À Tampa Bay, Auclair est en train de s’imposer comme un ailier rapproché complet tant au sol que par la passe. Quart-arrière dans les rangs collégiaux, il commence à peine à toucher son plein potentiel à sa «nouvelle» position.

À leurs sorties universitaires, les deux représentaient de superbes projets de développement au prochain niveau.

En fait dans les 10 dernières années, plusieurs joueurs de grand talent ont eu une chance de se faire valoir dans le grand cirque. Samuel Giguère, du Vert & Or, a connu de belles saisons avec les Colts d'Indianapolis.

Cory Greenwood, de Concordia, a passé quelques automnes à Kansas City et son ancien coéquipier Kristian Matte a été évalué par les Texans de Houston; Charles Vaillancourt et Frédéric Plésius du Rouge et Or ont reçu des invitations des Raiders d'Oakland et des Eagles de Philadelphie, respectivement.

Jamall Lee, de Bishop’s, a brièvement porté les couleurs des Panthers de la Caroline, tout comme David Foucault des Carabins.

De cette liste, Mathieu Betts est celui qui fait saliver le moins au premier coup d'oeil. Pourtant, l’ailier défensif est le joueur le plus dominant du RSEQ de la dernière décennie. Aucun autre avant lui n’a autant influencé l’allure des matchs que l’ancien #9 du Rouge et Or.

Betts a dominé à cette position partout où il est passé.
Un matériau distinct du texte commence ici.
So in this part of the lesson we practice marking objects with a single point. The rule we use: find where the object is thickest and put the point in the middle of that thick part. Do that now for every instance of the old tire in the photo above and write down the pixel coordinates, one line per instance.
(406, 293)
Avant de faire son nom avec le Rouge et Or, il avait été était le meilleur joueur de football juvénile au Québec avec les Cactus du Collège Notre-Dame et collégial avec les Spartiates du Vieux-Montréal.

A l’époque, il avait la possibilité de poursuivre sa route dans la NCAA à Temple, Purdue ou Buffalo, mais avait plutôt opté pour un groupe d’entraîneurs québécois à l’autre bout de la 20. Ce contrat professionnel de trois ans signé samedi soir est d’ailleurs un agréable clin d’œil à cette décision prise en 2014.

Betts a toujours été ce qu’il est aujourd’hui. Éthique de travail, passion pour le football, enthousiasme, et talent unique résument l’athlète.

C’est cette même recette qui l’amène en Illinois, et ça en dit long sur le joueur et sur l’être humain.

Le vote de confiance d’une des équipes les plus mythiques du sport témoigne du respect grandissant des Américains envers les intervenants du football québécois.

Contrairement à plusieurs autres, Mathieu Betts n’est pas juste un phénomène physique. C’est avant tout un joueur de football extrêmement bien préparé qui maîtrise parfaitement son art.

Plusieurs avant lui auront eu des opportunités sur ce qu’ils pouvaient devenir.

Les Bears ont vu ce qu’il était déjà.